Algorithm to compare two images in C#

Byyo picture Byyo · Feb 2, 2016 · Viewed 61.6k times · Source

I'm writing a tool in C# to find duplicate images. Currently I create an MD5 checksum of the files and compare those.

Unfortunately, the images can be:

  • Rotated by 90 degrees.
  • Have different dimensions (smaller image with same content).
  • Have different compression or file types (e.g. jpeg artifacts, see below).

higher resolution koalalower resolution koala

What would be the best approach to solve this problem?

Answer

fubo picture fubo · Feb 2, 2016

Here is a simple approach with a 256 bit image-hash (MD5 has 128 bit)

  1. resize the picture to 16x16 pixel

16x16 resized

  1. reduce colors to black/white (which equals true/false in this console output)

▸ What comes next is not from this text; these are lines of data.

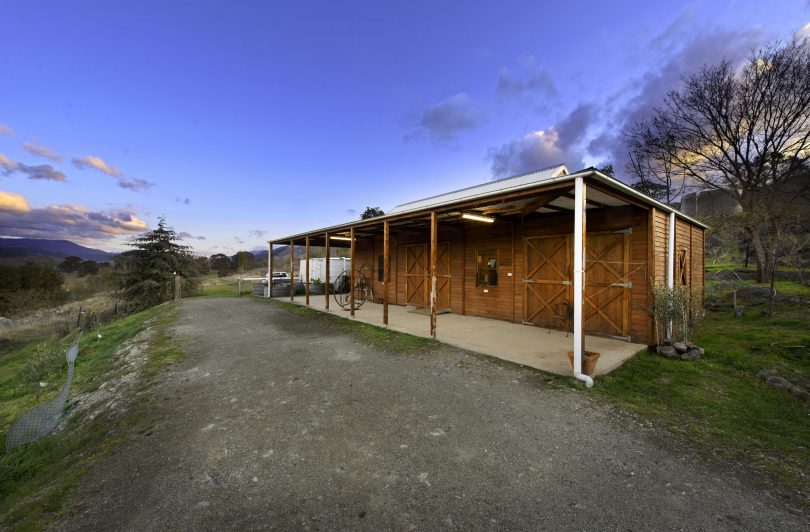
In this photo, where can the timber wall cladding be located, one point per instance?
(601, 221)
(660, 239)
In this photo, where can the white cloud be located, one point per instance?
(91, 161)
(41, 151)
(12, 202)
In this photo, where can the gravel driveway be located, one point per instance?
(277, 420)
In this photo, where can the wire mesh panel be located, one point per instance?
(42, 419)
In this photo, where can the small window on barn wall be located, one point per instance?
(683, 274)
(486, 268)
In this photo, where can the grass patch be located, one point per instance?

enter image description here

  1. read the boolean values into List<bool> - this is the hash

Code:

public static List<bool> GetHash(Bitmap bmpSource)
{
    List<bool> lResult = new List<bool>();         
    //create new image with 16x16 pixel
    Bitmap bmpMin = new Bitmap(bmpSource, new Size(16, 16));
    for (int j = 0; j < bmpMin.Height; j++)
    {
        for (int i = 0; i < bmpMin.Width; i++)
        {
            //reduce colors to true / false                
            lResult.Add(bmpMin.GetPixel(i, j).GetBrightness() < 0.5f);
        }             
    }
    return lResult;
}

I know, GetPixel is not that fast but on a 16x16 pixel image it should not be the bottleneck.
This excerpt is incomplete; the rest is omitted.